On Friday, P&G said its fiscal second-quarter net income rose 53% to $5 billion, or a $1.58 a share, boosted by a 63-cent gain from the sale of the Folgers coffee business. The profit matched the analyst target of $1.58 a share, according to Thomson Reuters.

P&G earned $3.27 billion, or 98 cents a share, in the year-earlier period.

With retailers hoarding cash, sales at P&G slipped 3% in the quarter to $20.37 billion.

So far in this current round of earnings reports, it has been a mixed bag for household-products makers who face some fear from investors that consumers will trade down to less expensive items or even pare spending on staple items if possible.

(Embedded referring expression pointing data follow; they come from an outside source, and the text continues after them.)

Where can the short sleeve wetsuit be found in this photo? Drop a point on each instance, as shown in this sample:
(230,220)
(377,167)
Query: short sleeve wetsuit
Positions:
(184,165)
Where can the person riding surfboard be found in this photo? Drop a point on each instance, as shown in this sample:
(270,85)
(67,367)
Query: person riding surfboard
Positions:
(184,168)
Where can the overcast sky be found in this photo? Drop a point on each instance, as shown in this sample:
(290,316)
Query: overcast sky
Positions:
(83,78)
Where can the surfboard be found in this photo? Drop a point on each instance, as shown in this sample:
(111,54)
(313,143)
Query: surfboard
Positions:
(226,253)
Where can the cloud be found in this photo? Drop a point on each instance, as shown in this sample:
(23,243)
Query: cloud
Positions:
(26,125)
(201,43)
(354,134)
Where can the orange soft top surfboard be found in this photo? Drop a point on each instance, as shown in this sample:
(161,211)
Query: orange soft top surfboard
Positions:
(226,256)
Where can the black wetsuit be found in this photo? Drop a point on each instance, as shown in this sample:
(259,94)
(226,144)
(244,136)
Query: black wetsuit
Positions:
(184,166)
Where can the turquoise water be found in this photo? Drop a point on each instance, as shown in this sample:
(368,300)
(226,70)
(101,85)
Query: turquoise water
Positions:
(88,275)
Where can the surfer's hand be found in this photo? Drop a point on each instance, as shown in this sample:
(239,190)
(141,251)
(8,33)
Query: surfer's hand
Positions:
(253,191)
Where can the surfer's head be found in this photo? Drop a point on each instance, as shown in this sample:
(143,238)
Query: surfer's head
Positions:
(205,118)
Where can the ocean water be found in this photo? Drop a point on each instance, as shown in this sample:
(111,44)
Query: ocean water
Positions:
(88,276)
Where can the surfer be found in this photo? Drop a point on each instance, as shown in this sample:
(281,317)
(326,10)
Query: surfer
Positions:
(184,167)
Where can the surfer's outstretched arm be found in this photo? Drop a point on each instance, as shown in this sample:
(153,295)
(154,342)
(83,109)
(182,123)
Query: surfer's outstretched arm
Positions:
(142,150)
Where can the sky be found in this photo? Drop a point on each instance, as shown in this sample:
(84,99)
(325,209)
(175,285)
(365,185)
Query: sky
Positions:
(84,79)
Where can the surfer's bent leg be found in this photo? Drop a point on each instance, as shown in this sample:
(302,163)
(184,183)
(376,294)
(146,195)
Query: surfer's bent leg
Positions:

Baby-diaper and tissue maker Kimberly-Clark (KMB) gave a conservative full-year forecast, while toothpaste provider Colgate-Palmolive (CL) offered a bright outlook.

P&G is facing currency headwinds as the rising strength of the U.S. dollar against foreign currencies is making the company's overseas sales less valuable than recent years. On the flip side, P&G should pay less to manufacture its goods as a host of commodities have come down in price since surging to record-levels last summer.